DEFINITION.—An inflammation of the interior of the mouth due to poisoning, especially by drugs, and chiefly by mercury, copper, and phosphorus.

Mercurial Stomatitis.

DEFINITION.—An inflammation of the mucous membrane of the mouth, eventually ulcerating, the result of systemic poisoning by the absorption of mercury.
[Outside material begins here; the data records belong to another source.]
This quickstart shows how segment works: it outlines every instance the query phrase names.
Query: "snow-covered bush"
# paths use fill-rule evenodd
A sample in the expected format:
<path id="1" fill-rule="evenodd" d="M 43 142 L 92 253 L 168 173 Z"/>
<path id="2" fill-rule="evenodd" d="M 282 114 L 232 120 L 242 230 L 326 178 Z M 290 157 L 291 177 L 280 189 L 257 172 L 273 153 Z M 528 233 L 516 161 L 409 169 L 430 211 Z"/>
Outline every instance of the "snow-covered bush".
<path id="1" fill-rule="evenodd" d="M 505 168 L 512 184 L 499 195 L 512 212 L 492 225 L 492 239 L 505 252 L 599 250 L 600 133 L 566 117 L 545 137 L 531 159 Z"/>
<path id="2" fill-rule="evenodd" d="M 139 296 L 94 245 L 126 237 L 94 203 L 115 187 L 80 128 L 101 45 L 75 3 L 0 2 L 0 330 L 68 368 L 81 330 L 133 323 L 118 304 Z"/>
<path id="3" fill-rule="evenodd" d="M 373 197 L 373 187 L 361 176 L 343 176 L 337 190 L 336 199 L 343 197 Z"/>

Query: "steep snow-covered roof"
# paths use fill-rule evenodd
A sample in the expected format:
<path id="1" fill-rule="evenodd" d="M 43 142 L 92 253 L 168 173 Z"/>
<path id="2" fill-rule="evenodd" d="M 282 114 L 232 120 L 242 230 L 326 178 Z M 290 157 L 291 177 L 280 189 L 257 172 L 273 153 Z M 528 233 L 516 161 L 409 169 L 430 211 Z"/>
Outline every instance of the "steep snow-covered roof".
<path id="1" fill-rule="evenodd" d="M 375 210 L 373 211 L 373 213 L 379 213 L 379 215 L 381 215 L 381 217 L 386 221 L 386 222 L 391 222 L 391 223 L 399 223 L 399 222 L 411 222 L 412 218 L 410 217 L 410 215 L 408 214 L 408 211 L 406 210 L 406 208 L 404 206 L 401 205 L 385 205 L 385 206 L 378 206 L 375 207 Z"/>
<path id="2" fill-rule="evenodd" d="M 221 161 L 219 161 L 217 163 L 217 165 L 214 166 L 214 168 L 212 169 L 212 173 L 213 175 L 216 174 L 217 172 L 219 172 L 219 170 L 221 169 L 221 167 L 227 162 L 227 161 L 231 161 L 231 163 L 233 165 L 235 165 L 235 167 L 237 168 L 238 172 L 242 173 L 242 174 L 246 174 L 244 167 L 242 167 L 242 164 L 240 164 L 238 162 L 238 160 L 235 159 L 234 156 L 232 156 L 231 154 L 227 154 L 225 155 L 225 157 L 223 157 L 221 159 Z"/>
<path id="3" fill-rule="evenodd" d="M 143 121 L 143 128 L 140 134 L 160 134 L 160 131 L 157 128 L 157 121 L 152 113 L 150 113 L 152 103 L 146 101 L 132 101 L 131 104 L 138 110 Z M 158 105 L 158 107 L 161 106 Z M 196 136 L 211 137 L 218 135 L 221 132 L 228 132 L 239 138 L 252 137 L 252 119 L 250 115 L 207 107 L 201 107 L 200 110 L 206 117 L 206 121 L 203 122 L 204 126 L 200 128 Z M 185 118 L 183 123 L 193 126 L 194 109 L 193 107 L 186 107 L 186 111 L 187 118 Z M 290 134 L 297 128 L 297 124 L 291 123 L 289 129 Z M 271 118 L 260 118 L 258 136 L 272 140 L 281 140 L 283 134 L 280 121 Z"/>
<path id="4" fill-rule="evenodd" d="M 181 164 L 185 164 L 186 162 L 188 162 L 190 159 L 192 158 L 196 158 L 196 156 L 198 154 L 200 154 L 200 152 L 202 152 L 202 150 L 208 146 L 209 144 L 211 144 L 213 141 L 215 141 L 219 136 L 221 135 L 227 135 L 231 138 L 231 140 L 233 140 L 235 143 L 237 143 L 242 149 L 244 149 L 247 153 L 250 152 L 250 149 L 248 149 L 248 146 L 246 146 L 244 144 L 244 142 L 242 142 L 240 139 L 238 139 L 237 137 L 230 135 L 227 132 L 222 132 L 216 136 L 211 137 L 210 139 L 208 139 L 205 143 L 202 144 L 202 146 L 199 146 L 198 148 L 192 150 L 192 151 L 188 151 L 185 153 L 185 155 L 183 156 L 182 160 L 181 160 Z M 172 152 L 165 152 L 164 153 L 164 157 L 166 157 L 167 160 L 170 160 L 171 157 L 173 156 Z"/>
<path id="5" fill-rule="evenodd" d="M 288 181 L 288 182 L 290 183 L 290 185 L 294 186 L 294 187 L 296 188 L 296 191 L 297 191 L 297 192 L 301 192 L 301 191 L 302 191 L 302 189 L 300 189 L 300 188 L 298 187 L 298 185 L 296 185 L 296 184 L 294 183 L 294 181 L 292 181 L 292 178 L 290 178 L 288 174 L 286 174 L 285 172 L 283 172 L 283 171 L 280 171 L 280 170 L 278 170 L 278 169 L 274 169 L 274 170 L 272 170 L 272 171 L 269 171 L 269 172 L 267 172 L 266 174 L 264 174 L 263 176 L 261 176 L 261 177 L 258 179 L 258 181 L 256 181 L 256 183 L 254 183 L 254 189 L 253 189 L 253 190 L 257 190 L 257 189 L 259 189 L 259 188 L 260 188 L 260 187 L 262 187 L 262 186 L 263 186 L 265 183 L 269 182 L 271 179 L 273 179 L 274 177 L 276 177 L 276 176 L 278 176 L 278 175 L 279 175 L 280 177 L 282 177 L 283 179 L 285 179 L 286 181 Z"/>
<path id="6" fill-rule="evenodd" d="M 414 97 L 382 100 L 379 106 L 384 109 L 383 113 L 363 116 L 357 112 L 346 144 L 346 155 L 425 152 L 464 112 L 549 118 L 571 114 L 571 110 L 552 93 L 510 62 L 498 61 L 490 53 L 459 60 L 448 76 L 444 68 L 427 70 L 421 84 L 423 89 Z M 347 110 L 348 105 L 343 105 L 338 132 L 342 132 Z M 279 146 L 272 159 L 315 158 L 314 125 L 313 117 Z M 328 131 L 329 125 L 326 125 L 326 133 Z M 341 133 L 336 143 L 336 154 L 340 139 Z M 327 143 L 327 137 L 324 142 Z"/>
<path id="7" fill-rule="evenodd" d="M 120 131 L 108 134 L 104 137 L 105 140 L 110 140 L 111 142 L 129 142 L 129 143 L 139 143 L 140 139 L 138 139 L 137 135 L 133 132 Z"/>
SYNONYMS.—Stomatitis mercurialis; Mercurial ptyalism, Ptyalismus mercurialis; Mercurial salivation, Salivatio mercurialis.

ETIOLOGY—Predisposing and Exciting Causes.—Special vulnerability to the toxic influence of mercury, and special proclivity to inflammatory affections of the mouth and the organs contained therein, are the predisposing causes of mercurial stomatitis. The exciting cause is the absorption of mercury into the tissues of the organism. The susceptibility of healthy adults is much greater than that of healthy children. The susceptibility of adults varies very greatly. Constitutions deteriorated by prolonged disease, undue exposure, and the like are much more promptly influenced in consequence. Tuberculous subjects do not bear mercury well.

Idiosyncratic susceptibility to toxæmia by mercurial preparations is now and then encountered in practice, and instances have been published14 in which fatal results have ensued, after prolonged suffering, from the incautious administration of a single moderate dose of a mercurial drug.

14 For example, see in Watson's Practice of Physic a case of furious salivation following one administration of two grains of calomel as a purgative, the patient dying at the end of two years, worn out by the effects of the mercury and having lost portions of the jaw-bone by necrosis.